The author offered some unique answers. One of those answers lie in "salvation history." This concept was uniquely Jewish, for it saw cosmic history as chronological time with a beginning and an end (not as a series of endless cycles of nature). It also saw God as the author of time (in the beginning, everything came from God and, in the end, everything would return to God). Finally, it saw God active within time and history. The faceless God of Abraham, Isaac, and Jacob was the "living "God, a God to be personally experienced not made an object in stone as an idol.

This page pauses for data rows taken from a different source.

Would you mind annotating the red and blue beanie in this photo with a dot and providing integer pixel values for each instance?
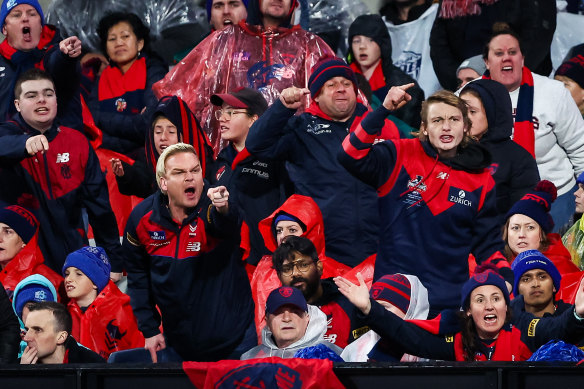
(20, 220)
(393, 288)
(285, 295)
(537, 204)
(7, 6)
(93, 262)
(534, 259)
(488, 277)
(327, 69)
(210, 4)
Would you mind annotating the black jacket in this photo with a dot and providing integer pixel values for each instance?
(373, 27)
(9, 330)
(454, 40)
(513, 168)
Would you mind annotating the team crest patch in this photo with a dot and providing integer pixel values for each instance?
(286, 292)
(459, 196)
(157, 235)
(261, 375)
(121, 105)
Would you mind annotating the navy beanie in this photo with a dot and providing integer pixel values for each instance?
(327, 69)
(93, 262)
(31, 292)
(210, 3)
(534, 259)
(488, 277)
(20, 220)
(537, 204)
(7, 6)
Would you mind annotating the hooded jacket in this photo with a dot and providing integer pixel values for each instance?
(359, 350)
(259, 187)
(313, 336)
(47, 56)
(242, 55)
(265, 278)
(117, 100)
(193, 273)
(108, 324)
(434, 212)
(372, 26)
(513, 168)
(309, 144)
(56, 186)
(139, 179)
(36, 279)
(29, 261)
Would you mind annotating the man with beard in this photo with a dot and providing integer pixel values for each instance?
(297, 265)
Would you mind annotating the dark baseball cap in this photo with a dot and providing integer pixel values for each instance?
(285, 295)
(242, 98)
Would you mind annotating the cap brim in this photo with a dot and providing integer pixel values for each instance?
(228, 99)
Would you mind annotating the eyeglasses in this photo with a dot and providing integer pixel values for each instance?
(227, 112)
(302, 267)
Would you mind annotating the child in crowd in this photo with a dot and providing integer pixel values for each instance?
(103, 319)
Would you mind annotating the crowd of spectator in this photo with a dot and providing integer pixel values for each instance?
(269, 195)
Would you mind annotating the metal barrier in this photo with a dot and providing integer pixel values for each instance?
(436, 375)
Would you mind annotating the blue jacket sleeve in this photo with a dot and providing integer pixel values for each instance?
(372, 164)
(137, 264)
(271, 136)
(99, 210)
(411, 338)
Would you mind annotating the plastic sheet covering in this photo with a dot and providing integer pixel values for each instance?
(81, 17)
(242, 56)
(573, 239)
(558, 351)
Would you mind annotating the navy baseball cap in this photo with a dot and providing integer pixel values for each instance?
(285, 295)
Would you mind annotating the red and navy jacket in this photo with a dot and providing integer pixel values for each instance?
(309, 144)
(108, 324)
(343, 322)
(434, 212)
(193, 272)
(259, 188)
(116, 103)
(425, 340)
(56, 186)
(65, 71)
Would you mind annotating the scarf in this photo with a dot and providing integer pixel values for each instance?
(451, 9)
(524, 133)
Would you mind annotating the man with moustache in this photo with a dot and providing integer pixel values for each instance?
(297, 265)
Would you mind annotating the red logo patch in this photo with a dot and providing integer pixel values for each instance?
(286, 292)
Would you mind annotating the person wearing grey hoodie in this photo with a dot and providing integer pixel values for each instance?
(292, 326)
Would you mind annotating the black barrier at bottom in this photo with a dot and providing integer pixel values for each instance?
(437, 375)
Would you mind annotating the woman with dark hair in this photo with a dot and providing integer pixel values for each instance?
(121, 100)
(529, 226)
(435, 195)
(547, 122)
(482, 333)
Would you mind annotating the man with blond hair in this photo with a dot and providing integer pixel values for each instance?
(182, 256)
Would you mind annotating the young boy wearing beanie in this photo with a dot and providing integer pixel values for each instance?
(20, 255)
(103, 319)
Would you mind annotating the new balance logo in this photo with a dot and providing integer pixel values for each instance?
(62, 158)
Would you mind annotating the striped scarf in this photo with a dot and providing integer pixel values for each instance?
(524, 132)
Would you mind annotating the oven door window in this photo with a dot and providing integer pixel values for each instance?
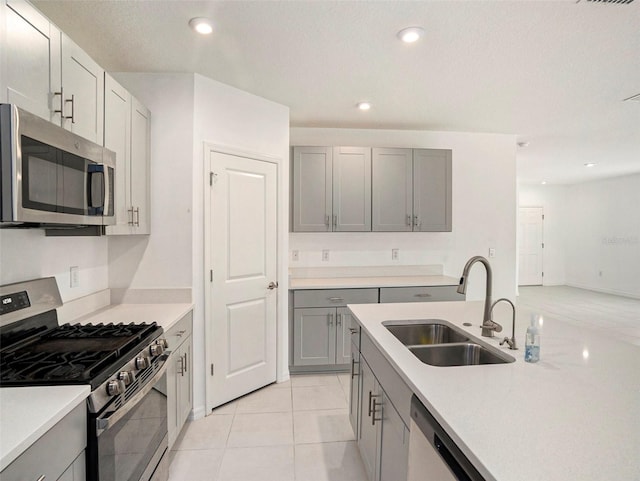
(126, 449)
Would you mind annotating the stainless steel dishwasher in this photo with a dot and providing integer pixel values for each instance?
(433, 456)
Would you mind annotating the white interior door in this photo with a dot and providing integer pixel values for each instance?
(243, 256)
(531, 246)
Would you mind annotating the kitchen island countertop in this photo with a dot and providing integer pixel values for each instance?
(573, 415)
(27, 413)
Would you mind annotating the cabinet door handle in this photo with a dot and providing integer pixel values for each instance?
(353, 368)
(61, 111)
(371, 396)
(374, 411)
(73, 109)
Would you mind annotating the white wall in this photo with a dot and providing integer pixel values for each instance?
(603, 235)
(226, 116)
(163, 259)
(484, 209)
(186, 111)
(27, 254)
(553, 200)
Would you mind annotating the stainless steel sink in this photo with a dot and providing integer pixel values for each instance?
(440, 343)
(418, 333)
(462, 354)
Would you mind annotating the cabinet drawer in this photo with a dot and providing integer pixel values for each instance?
(334, 297)
(420, 294)
(54, 452)
(180, 331)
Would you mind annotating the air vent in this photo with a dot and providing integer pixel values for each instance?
(621, 2)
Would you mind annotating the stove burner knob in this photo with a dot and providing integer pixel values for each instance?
(114, 388)
(142, 362)
(126, 377)
(156, 350)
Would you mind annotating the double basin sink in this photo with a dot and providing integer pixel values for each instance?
(440, 343)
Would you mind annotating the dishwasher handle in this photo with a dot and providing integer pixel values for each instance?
(450, 453)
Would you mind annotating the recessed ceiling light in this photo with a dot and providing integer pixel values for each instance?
(410, 34)
(201, 25)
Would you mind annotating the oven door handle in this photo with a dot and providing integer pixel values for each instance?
(104, 423)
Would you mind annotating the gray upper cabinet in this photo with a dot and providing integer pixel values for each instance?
(331, 189)
(351, 189)
(412, 190)
(312, 189)
(432, 190)
(392, 190)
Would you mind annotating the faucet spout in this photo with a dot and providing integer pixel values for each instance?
(488, 325)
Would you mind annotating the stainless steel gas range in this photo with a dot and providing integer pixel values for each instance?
(124, 364)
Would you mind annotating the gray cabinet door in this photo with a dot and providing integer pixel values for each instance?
(432, 190)
(392, 190)
(312, 189)
(343, 335)
(368, 430)
(394, 444)
(354, 392)
(351, 189)
(315, 336)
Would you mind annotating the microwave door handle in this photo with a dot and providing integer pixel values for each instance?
(96, 172)
(104, 423)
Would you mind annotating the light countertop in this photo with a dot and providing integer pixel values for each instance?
(26, 413)
(165, 315)
(573, 415)
(378, 281)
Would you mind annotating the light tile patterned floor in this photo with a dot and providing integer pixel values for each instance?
(299, 430)
(612, 316)
(294, 431)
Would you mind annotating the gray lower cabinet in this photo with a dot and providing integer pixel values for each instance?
(320, 327)
(179, 376)
(383, 439)
(411, 190)
(57, 455)
(322, 336)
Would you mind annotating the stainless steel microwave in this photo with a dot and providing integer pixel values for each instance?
(50, 176)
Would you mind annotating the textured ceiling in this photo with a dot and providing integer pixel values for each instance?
(554, 73)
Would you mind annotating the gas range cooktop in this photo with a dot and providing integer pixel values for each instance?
(70, 354)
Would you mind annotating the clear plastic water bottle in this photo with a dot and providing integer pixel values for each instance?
(532, 341)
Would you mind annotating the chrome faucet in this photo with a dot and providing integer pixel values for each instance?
(510, 341)
(488, 325)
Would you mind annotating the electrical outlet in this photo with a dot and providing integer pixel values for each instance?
(74, 276)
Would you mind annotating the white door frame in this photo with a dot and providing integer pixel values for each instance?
(225, 149)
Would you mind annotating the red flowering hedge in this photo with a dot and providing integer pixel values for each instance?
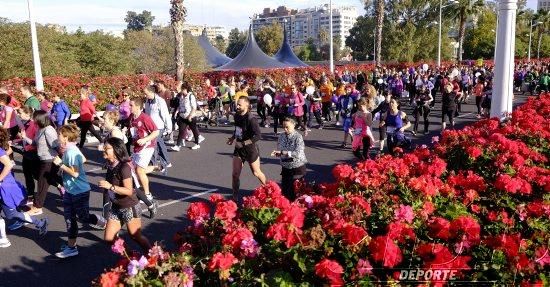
(108, 88)
(474, 208)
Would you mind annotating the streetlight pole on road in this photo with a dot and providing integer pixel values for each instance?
(530, 36)
(440, 24)
(35, 54)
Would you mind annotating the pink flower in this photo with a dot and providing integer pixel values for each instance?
(363, 267)
(118, 246)
(404, 213)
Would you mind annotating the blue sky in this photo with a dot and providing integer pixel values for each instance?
(108, 15)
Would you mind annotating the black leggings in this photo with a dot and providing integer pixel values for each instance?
(30, 171)
(366, 147)
(86, 126)
(288, 176)
(478, 104)
(277, 118)
(424, 111)
(262, 112)
(47, 175)
(326, 110)
(182, 124)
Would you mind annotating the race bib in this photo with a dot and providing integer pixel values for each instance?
(133, 132)
(238, 133)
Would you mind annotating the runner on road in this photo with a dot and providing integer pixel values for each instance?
(246, 135)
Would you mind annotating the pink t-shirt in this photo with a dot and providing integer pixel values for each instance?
(46, 106)
(5, 111)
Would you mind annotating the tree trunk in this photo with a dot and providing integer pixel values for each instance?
(541, 33)
(379, 25)
(180, 61)
(177, 17)
(461, 33)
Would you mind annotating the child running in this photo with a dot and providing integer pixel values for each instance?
(12, 194)
(119, 185)
(76, 199)
(361, 132)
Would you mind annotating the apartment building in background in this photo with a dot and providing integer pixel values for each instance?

The author of Hebrews placed Jesus into the center of salvation history. He was the instrument and reason for the cosmos [2:10]. He came from God yet humbled himself to be born as one of us and to die as we all will [2:9]. Yet, his death would be salvific. Through his suffering and death, he would destroy death and offer everyone a relationship with God [2:9-10]. And, through the same means, he would raise the status of all he saved, for he would call them "brothers." [2:11]

The author of Hebrews presented us with the "Big Picture." Jesus came from God at the beginning of time and in the Incarnation. And would return to God through his Resurrection-Ascension and at the end of time when he would destroy all evil and return creation back to his Father. Jesus was the sign that God was at work in the world in a definitive way. As another human being, Jesus gave us a tactile way to experience God. Yet, he transcends our world to become the Savior of all.

How do you see Jesus, as a brother or as the Holy One to be adored? Do you drift between the two images? When do you see him as either? How do you see him as both?